In an article published in the journal “Nature”, scientists have observed how the quantum fluctuations that exist in the universe, regardless of how small, can “kick” an object as large as the mirrors 40 kilograms of the Observatory the Laser Interferometer Gravitational Wave (LIGO), causing them to move minimally a distance of 10 to the minus 20 meters. This shift had been predicted by quantum mechanics for an object of that size, but it had never before been measured.

In particular, the mirrors have been moved by the noise of the quantum. The universe, seen through the lens of quantum mechanics, the space is noisy and crackling where the particles parpadéan constantly in and out of existence, creating a background noise quantum whose effects are normally too subtle to be detected in everyday objects. It occurs in ourselves, but we do not realize.

“Every nanosecond of our existence, we are being shaken, struck by these quantum fluctuations. It’s just that the nervousness of our existence, our thermal energy, which is too large for these fluctuations of the quantum vacuum affecting our movement in a way that is measurable”, says Nergis Mavalvala, the head of the department of physics at MIT. “The special thing about this experiment is that we have seen quantum effects in something as large as a human being,” he added.

To achieve this, the researchers isolated the mirrors in LIGO’s movement driven thermally and by other forces, so that they are now strong enough to be shaken by quantum fluctuations, and these “creepy popcorn in the universe”.

Kick quantum

LIGO is designed to detect gravitational waves (made the first detection in September 2015) that reach the Earth from sources cataclysmic millions or billions of light years away. It consists of two detectors identical twins, one in Hanford, Washington, and the other in Livingston, Louisiana.

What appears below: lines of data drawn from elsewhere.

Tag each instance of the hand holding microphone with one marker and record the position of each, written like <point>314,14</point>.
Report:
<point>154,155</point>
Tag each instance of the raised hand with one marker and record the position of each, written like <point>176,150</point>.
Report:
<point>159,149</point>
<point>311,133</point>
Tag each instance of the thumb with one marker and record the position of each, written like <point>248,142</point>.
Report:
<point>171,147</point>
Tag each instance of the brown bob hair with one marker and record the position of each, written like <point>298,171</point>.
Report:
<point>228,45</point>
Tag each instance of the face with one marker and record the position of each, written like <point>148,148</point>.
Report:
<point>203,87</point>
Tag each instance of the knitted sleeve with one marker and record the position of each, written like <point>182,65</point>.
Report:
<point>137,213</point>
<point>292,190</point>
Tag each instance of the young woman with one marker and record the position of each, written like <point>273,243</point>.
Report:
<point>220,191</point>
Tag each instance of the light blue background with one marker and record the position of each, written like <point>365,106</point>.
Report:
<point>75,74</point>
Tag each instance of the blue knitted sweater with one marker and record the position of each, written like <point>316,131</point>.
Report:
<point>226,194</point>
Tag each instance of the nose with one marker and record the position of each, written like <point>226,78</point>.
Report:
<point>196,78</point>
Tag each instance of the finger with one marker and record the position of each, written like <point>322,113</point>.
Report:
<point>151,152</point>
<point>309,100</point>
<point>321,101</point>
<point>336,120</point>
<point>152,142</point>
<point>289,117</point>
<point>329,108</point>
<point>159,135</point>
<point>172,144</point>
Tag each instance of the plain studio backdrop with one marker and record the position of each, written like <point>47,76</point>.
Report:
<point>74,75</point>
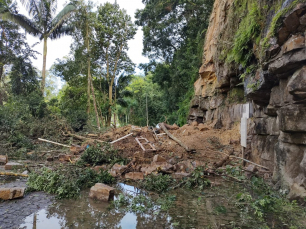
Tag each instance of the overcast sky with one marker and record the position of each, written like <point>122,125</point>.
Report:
<point>61,47</point>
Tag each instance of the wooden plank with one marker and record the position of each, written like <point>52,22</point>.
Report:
<point>121,138</point>
<point>140,144</point>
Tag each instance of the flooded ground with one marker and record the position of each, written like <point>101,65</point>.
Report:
<point>208,209</point>
<point>213,207</point>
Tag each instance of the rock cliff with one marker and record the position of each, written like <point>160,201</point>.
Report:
<point>255,53</point>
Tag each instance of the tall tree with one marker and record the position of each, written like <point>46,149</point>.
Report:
<point>113,29</point>
<point>44,23</point>
<point>174,32</point>
<point>13,49</point>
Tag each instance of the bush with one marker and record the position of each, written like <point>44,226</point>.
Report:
<point>66,182</point>
<point>96,155</point>
<point>157,183</point>
<point>197,180</point>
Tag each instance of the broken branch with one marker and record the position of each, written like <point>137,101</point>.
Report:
<point>173,138</point>
<point>121,138</point>
<point>13,174</point>
<point>251,162</point>
<point>55,143</point>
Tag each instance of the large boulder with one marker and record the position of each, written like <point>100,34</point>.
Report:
<point>134,176</point>
<point>292,118</point>
<point>297,84</point>
<point>13,165</point>
<point>102,192</point>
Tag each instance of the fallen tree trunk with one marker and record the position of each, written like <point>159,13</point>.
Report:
<point>13,174</point>
<point>169,127</point>
<point>174,138</point>
<point>84,138</point>
<point>121,138</point>
<point>223,161</point>
<point>55,143</point>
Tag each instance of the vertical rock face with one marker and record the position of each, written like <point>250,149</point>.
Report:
<point>273,81</point>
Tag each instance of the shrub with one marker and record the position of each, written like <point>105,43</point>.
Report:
<point>157,183</point>
<point>96,155</point>
<point>66,182</point>
<point>197,180</point>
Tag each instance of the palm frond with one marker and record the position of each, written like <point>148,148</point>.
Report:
<point>62,16</point>
<point>61,31</point>
<point>22,21</point>
<point>126,93</point>
<point>122,102</point>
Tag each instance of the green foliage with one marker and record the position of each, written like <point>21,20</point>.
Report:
<point>158,183</point>
<point>197,180</point>
<point>66,182</point>
<point>174,33</point>
<point>248,33</point>
<point>263,202</point>
<point>105,154</point>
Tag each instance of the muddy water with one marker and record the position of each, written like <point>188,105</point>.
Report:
<point>211,208</point>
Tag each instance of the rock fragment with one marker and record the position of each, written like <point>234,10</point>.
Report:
<point>13,165</point>
<point>102,192</point>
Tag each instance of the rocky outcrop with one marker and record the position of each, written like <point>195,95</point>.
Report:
<point>273,82</point>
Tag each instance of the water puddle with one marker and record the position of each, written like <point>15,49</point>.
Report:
<point>192,210</point>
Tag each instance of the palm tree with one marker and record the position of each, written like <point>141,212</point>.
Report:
<point>44,24</point>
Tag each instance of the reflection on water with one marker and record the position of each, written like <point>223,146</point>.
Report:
<point>192,210</point>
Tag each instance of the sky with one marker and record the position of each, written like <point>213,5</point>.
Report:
<point>61,47</point>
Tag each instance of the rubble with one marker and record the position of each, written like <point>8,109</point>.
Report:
<point>11,193</point>
<point>12,165</point>
<point>102,192</point>
<point>134,176</point>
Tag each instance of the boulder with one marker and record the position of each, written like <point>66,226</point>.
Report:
<point>251,168</point>
<point>287,63</point>
<point>294,42</point>
<point>11,193</point>
<point>158,158</point>
<point>179,175</point>
<point>98,168</point>
<point>149,169</point>
<point>297,84</point>
<point>134,176</point>
<point>64,157</point>
<point>267,126</point>
<point>292,118</point>
<point>294,138</point>
<point>203,127</point>
<point>50,158</point>
<point>118,169</point>
<point>12,165</point>
<point>102,192</point>
<point>3,159</point>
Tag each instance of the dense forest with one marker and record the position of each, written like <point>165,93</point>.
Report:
<point>100,88</point>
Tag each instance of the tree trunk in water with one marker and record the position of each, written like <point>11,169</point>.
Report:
<point>43,73</point>
<point>110,98</point>
<point>95,105</point>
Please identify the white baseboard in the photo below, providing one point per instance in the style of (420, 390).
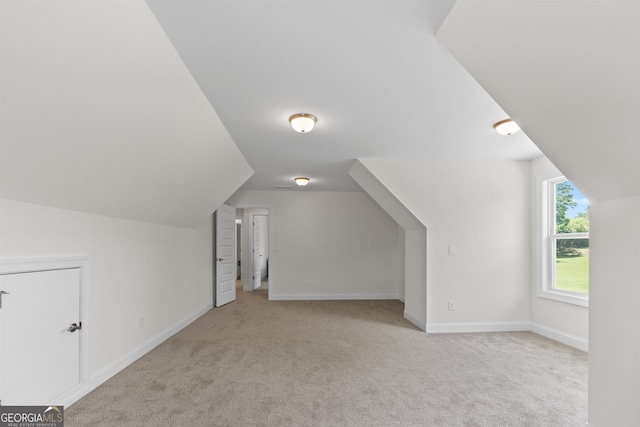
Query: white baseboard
(563, 337)
(412, 319)
(460, 327)
(113, 368)
(317, 297)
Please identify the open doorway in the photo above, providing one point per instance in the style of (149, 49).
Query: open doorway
(254, 248)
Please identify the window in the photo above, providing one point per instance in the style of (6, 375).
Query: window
(565, 242)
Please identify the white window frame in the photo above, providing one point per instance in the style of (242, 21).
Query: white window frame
(546, 246)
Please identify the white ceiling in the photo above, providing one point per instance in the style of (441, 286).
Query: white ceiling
(100, 115)
(569, 73)
(372, 72)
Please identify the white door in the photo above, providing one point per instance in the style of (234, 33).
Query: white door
(225, 255)
(257, 254)
(39, 354)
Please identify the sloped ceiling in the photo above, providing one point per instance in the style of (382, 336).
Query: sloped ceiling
(569, 73)
(371, 71)
(100, 115)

Each detector is an interferometer in L-shape formed by two tunnels 4 miles long, at the end of which hangs a mirror of 40 kilograms.

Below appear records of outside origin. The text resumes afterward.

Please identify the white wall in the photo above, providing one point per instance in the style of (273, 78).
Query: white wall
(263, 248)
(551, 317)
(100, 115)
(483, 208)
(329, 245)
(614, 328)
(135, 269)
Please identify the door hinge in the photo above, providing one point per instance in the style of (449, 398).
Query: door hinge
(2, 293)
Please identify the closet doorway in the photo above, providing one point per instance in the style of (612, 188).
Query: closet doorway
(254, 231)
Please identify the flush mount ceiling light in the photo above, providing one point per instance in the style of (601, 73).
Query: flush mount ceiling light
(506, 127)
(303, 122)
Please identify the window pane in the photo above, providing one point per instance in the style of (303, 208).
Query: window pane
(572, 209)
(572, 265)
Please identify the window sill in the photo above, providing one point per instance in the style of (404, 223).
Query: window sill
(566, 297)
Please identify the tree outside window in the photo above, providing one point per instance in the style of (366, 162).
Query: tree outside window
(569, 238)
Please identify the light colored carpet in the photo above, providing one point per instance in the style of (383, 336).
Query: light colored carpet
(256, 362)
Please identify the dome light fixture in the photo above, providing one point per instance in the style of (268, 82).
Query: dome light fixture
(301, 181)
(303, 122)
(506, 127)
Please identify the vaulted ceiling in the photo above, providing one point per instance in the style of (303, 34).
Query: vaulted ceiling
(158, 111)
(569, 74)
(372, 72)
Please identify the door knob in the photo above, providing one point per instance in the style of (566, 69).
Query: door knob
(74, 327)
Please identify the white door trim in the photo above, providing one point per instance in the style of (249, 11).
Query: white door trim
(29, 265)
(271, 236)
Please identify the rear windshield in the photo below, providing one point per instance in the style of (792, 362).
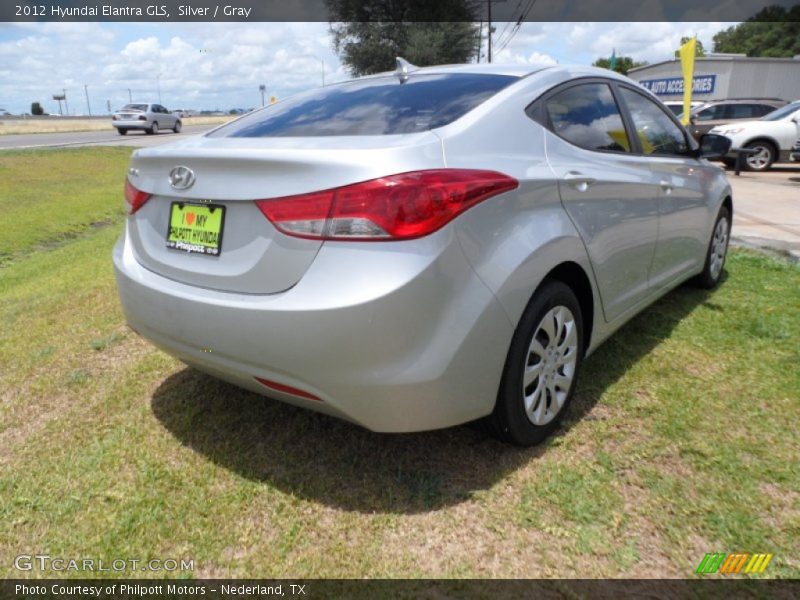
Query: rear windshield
(781, 112)
(380, 106)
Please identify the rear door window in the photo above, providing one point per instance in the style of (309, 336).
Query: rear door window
(587, 116)
(658, 134)
(372, 106)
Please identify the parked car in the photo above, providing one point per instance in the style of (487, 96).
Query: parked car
(419, 249)
(721, 112)
(151, 118)
(676, 106)
(772, 137)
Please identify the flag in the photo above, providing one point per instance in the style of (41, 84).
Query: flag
(687, 53)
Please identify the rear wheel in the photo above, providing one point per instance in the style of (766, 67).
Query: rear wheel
(541, 368)
(717, 251)
(763, 158)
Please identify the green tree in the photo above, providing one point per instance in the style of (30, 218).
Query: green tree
(624, 64)
(773, 31)
(699, 51)
(369, 34)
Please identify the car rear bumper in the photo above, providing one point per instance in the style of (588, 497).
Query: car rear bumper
(405, 337)
(136, 124)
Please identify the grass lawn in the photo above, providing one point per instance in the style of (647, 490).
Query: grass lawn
(682, 440)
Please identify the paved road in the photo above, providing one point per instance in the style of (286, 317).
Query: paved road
(766, 209)
(95, 138)
(766, 205)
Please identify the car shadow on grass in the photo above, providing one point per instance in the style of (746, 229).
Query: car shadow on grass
(327, 460)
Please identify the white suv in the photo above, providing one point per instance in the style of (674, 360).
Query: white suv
(771, 136)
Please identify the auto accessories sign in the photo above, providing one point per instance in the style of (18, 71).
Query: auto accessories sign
(701, 84)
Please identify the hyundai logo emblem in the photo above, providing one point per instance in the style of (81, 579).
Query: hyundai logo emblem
(181, 178)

in order To detect a gravitational wave, a laser located at the entrance to the interferometer LIGO sends a beam of light for each tunnel of the detector, where it is reflected in the mirror at the far end, to get back to your starting point. In the absence of a gravitational wave, the lasers should be back at the exact same time. If you pass a gravitational wave, would disrupt briefly the position of the mirrors and, therefore, the times of arrival of the lasers.

The interferometer is protected from external noise, to have a better opportunity to detect the perturbations extremely subtle created by a gravitational wave incoming. But the researchers wondered if LIGO could also be sensitive enough to feel the effects more subtle, such as quantum fluctuations inside the interferometer and, specifically, the noise of the quantum generated between the photons in the laser LIGO.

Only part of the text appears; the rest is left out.